Business
The Civil Procedure Rule Committee has approved new rules on preparing trial witness statements of fact in the Business and Property Courts of England and Wales (i.e. the Chancery Division, the Commercial Court, Circuit Commercial Court, Financial List). The new rules apply to trial witness statements signed on or after 6 April 2021 (with certain exceptions) and will have a significant impact. Parties and their advisers need to become familiar with the changes now for any trial statements that may already be in progress.

Last year we wrote about the Witness Evidence Working Group’s report on factual witness evidence in the Business and Property Courts, which recommended ways in which factual witness statements could (and should) be improved. The driver for change was a concern about what were perceived to be overly long and over-lawyered trial witness statements. 

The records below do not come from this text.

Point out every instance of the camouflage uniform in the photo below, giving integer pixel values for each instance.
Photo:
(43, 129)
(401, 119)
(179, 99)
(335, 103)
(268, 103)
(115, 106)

The Working Group’s recommendations have been incorporated into a new Practice Direction 57AC (the “PD”), appending a Statement of Best Practice (the “Appendix”).

Key points to note

The stated purpose of the new rules is to promote and enforce best practice on the preparation of witness statements, and they will have a significant impact on how trial statements are produced and the form they take.

There is no substitute for reading the new rules in full (available here), but these are eight key points:

  • Application – The new rules apply to witness statements for use at trials in new and existing proceedings in the Business and Property Courts signed on or after 6 April 2021. However, certain proceedings are excluded at paragraph 1.3 of the PD (for example, most insolvency proceedings).
  • Content – The new rules are clear that a trial witness statement must be limited to only matters of which the witness has personal knowledge, are relevant to the case, and on which the witness would be asked (and allowed) to give in evidence-in-chief.
  • Clarification of “own language” requirement – The PD clarifies a 2020 rule change which required trial witness statements and the statement of truth to be in the witness’s “own language”. The PD helpfully defines that to mean, “any language in which the witness is sufficiently fluent to give oral evidence (including under cross-examination) if required, and is not limited to a witness’s first or native language.”
  • Referring to documents – One of the most significant changes is a new requirement to list any documents the witness has referred to, or been referred to, for the purpose of providing the evidence set out in their trial witness statement.
  • The new rules also require documents to be referred to in a trial statement only where necessary and state that it generally will not be necessary to refer to documents, beyond providing the required list. Quoting at length from documents, taking the court through documents or setting out a narrative derived from documents are prohibited. On important disputed matters of fact, a trial witness statement should, if practicable, state how well the witness recalls the matters addressed and if/how that recollection has been refreshed by reference to documents.
  • Transparent preparation process – The Appendix contains requirements about how trial witness statements should (and should not) be prepared. For example, preparation should involve as few drafts as possible. Where parties are represented, a witness must be made aware of the new rules at the outset. Representatives should proof witnesses by way of interview, avoiding leading questions where practicable and not in relation to important contentious matters. Where evidence is not obtained by interview, that (and the process used instead) must be stated at the beginning of the statement.
  • Lawyer’s certificate of compliance – In-house counsel should note especially their own obligation, if acting as the “relevant legal representative” of the party serving the witness statement, to endorse the statement with a signed certificate of compliance with the rules.
  • Sanctions – The PD contains serious sanctions for failure to comply, which include: strike out of part or all of a trial witness statement, an order that the statement be redrafted, an adverse costs order and/or an order that a witness give some or all of their evidence in chief orally. The court can impose these sanctions upon application by another party, or of its own motion and in addition to all the usual sanctions at its disposal.

The new rules will have a fundamental impact on the way in which witness statements are prepared and witnesses are advised by their party’s lawyers – indeed that is the intention of the new rules – so now is the time to become familiar with them.